The U.S. Department of State on Feb. 23 launched a new International Anti-Corruption Champions Award and gave it to a number of individuals including ex-Ukrainian Prosecutor General Ruslan Riaboshapka.
“Around the world, corruption threatens security and stability, hinders economic growth, undermines democracy and human rights, destroys trust in public institutions, facilitates transnational crime, and siphons away public and private resources,” Secretary of State Antony J. Blinken said in a statement. “The (Joseph Robinette) Biden Administration recognizes that we will only be successful in combating these issues by working in concert with committed partners, including courageous individuals who champion anti-corruption efforts and countries working to fulfill their commitments to international anticorruption standards.”
Blinken said that the award would be given to “individuals who have worked tirelessly, often in the face of adversity, to defend transparency, combat corruption, and ensure accountability in their own countries.”
Riaboshapka was the prosecutor general of Ukraine from August 2019 through March 2020.
He launched a reform of Ukraine’s corrupt prosecution service with the stated aim of removing unprofessional and dishonest prosecutors. The effort was praised by part of Ukraine’s civil society and international partners.
As a result, 55.5% of the 1,339 prosecutors at the central branch of the prosecutor general’s office did not pass vetting and lost their jobs. Many of them were later reinstated by Ukraine’s corrupt courts.
Riaboshapka also gave some reformist officials like Viktor Chumak and Vitaly Kasko top jobs at the prosecution service.
Riaboshapka’s opponents said, however, that the procedure of firing prosecutors was arbitrary, lacked transparency and strict criteria and did not comply with the law.
Some controversial prosecutors lost their jobs, but other discredited ones remained. Moreover, some investigators and prosecutors praised by civil society were fired as a result of the reform.

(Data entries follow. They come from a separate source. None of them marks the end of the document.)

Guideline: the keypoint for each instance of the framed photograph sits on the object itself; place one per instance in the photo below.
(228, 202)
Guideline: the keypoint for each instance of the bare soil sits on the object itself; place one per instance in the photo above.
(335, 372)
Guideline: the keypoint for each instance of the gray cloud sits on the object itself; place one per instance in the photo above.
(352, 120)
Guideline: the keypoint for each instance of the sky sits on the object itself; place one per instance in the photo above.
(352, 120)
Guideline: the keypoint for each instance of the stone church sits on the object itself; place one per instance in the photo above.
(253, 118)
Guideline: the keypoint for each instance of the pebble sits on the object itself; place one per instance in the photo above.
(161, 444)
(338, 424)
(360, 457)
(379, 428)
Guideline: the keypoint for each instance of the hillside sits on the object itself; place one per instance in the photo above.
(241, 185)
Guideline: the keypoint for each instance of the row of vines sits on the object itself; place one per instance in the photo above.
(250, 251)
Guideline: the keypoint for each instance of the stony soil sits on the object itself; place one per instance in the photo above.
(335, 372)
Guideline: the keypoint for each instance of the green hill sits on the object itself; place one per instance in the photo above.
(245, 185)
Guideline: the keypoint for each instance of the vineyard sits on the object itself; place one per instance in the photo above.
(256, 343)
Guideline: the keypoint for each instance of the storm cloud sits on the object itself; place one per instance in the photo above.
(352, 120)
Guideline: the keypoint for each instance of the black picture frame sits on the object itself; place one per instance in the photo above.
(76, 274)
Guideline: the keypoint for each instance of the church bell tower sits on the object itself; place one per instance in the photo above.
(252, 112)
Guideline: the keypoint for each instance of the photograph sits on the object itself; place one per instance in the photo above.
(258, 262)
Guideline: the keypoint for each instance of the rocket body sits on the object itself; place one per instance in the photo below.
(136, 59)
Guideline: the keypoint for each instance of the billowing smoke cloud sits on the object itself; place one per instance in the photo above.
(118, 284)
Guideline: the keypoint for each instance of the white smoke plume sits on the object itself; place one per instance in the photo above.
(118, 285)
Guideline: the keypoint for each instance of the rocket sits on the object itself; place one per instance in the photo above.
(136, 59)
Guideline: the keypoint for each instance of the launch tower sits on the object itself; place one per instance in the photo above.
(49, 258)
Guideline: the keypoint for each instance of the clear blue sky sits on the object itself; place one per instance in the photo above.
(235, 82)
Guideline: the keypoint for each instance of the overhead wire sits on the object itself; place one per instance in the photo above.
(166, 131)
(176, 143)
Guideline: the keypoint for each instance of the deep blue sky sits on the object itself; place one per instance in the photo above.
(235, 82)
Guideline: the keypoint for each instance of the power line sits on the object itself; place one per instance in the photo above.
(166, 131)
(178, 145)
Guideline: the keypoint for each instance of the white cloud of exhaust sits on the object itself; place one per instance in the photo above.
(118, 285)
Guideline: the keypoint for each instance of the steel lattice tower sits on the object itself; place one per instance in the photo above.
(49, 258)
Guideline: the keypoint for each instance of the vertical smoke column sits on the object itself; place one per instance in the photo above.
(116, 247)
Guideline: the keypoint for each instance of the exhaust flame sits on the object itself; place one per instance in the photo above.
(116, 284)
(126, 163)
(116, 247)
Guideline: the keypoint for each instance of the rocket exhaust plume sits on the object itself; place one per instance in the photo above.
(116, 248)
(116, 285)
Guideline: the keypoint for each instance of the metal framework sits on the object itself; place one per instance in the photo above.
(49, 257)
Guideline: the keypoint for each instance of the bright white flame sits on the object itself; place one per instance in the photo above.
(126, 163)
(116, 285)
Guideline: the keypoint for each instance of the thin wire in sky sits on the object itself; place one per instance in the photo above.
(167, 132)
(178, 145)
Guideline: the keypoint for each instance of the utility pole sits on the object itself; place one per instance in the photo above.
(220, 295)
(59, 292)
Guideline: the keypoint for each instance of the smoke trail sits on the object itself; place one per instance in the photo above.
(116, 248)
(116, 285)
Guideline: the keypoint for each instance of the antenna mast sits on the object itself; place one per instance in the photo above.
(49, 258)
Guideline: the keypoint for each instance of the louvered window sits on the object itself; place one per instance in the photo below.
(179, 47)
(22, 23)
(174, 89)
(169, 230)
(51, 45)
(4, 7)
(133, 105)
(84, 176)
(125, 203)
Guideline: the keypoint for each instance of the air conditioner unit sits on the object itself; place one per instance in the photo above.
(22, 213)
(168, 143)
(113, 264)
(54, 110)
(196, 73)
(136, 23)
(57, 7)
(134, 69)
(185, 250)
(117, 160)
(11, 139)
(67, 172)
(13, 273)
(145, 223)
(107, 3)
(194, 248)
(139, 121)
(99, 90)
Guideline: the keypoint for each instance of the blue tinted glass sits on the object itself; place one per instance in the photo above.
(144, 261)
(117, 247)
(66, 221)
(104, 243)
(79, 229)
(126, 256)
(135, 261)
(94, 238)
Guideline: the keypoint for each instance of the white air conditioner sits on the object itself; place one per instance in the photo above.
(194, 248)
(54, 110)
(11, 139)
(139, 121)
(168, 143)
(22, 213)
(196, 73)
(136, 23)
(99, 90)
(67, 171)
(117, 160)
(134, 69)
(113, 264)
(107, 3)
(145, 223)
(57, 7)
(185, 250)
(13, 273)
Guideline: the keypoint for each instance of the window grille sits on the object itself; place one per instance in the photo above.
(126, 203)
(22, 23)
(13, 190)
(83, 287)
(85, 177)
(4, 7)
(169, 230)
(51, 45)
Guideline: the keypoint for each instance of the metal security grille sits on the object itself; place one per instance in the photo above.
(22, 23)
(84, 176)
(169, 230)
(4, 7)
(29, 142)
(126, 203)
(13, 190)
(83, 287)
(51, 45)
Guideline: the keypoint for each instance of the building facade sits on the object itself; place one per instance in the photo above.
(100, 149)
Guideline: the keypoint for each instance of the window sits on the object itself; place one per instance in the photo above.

Lawyers for EuroMaidan protesters have also accused Riaboshapka of sabotaging cases into murders of protesters during the EuroMaidan Revolution, which overthrew ex-President Viktor Yanukovych in 2014. He denied the accusations.
The main EuroMaidan case collapsed in December 2019 as five ex-police officers on trial were released by the Kyiv Court of Appeal as part of a prisoner exchange between Ukraine and Russia’s proxies in the Donbas. The deal with Russia was made possible when Riaboshapka replaced the old group of prosecutors with new prosecutors who helped the exchange deal.
In 2020 allies of oligarch Ihor Kolomoisky spearheaded a campaign to fire Riaboshapka as his office investigated an embezzlement case into PrivatBank, which was formerly owned by Kolomoisky.
In March 2020, after just six months on the job, Riaboshapka was fired and replaced with Iryna Venediktova, who has held the post since.
Zelensky said that Riaboshapka failed to show quick results.
The Kyiv Post sources indicated at the time that the final straw that caused Riaboshapka’s dismissal could have been his refusal to authorize charges against ex-President Petro Poroshenko.